PETALING JAYA: Malaysia’s newest think tank may be founded by two Umno leaders but that’s where its connection with the party ends, claims one of the two, Umno Youth vice-chief Shahril Hamdan.
He told FMT he and his co-founder, former federal minister Khairy Jamaluddin, had the goal of developing The Centre as a rigorous research organisation that would present objective views on public policy.
“We both have our party loyalties, but as far as the research work goes, we won’t be guided by any partisan aims,” he said.
Khairy announced the establishment of The Centre in an Instagram post on Wednesday.
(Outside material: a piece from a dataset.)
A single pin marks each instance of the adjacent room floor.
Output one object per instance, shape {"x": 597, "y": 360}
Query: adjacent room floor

Shahril said the former Umno Youth leader would sit on The Centre’s board of directors and would not have active roles in its day-to-day operations.
They are finalising the hiring of professional researchers from various backgrounds.
“The Centre will really be driven by a professional and non-partisan team,” Shahril said. “It will be led by a Malaysian academic currently based in the University of Birmingham. She’ll return to run it.”
He said the think tank’s work would largely cover policy prescriptions for national concerns such as housing, wages and other economic and social issues.
He acknowledged the existence of a number of research houses looking at similar issues, but he said there was room for one that would provide centrist solutions to the country’s problems.
“By centrist, we don’t mean simply watering down two extremes. We’ll push the idea that solutions lie in creative suggestions to improve existing systems rather than in a complete overhaul.”
However, these centrists assumptions or hypotheses would not supersede facts found through research, he added.
“We may have a hypothesis on solving the housing crisis, but if the facts suggest our theory is incorrect, we’ll be objective in revising our conclusions.”
He said it would be this deference to facts that would make a non-issue of his and Khairy’s political affiliation.
“Party politics in Malaysia isn’t always based on facts,” he said. “Sometimes people are proud to say that facts don’t matter if you know how to play up sentiments and sensationalise. Through The Centre, maybe we, as individuals, would like to do things a little differently.
“We also want to contribute to political education by demystifying topics and without always pushing any particular position. We find a lot of discussions in the country are not based on information, but sentiment and emotion.”
Towards such education, he said, The Centre would present both sides of the argument in addressing controversies over such issues as the death penalty and the goods and services tax.
“Whatever your position may be, you will still benefit from knowing all the facts,” he said. “Having a common baseline set of facts we can all agree on is a good starting point for better discourse.”
Shahril also said The Centre would publish most of its works in Bahasa Malaysia.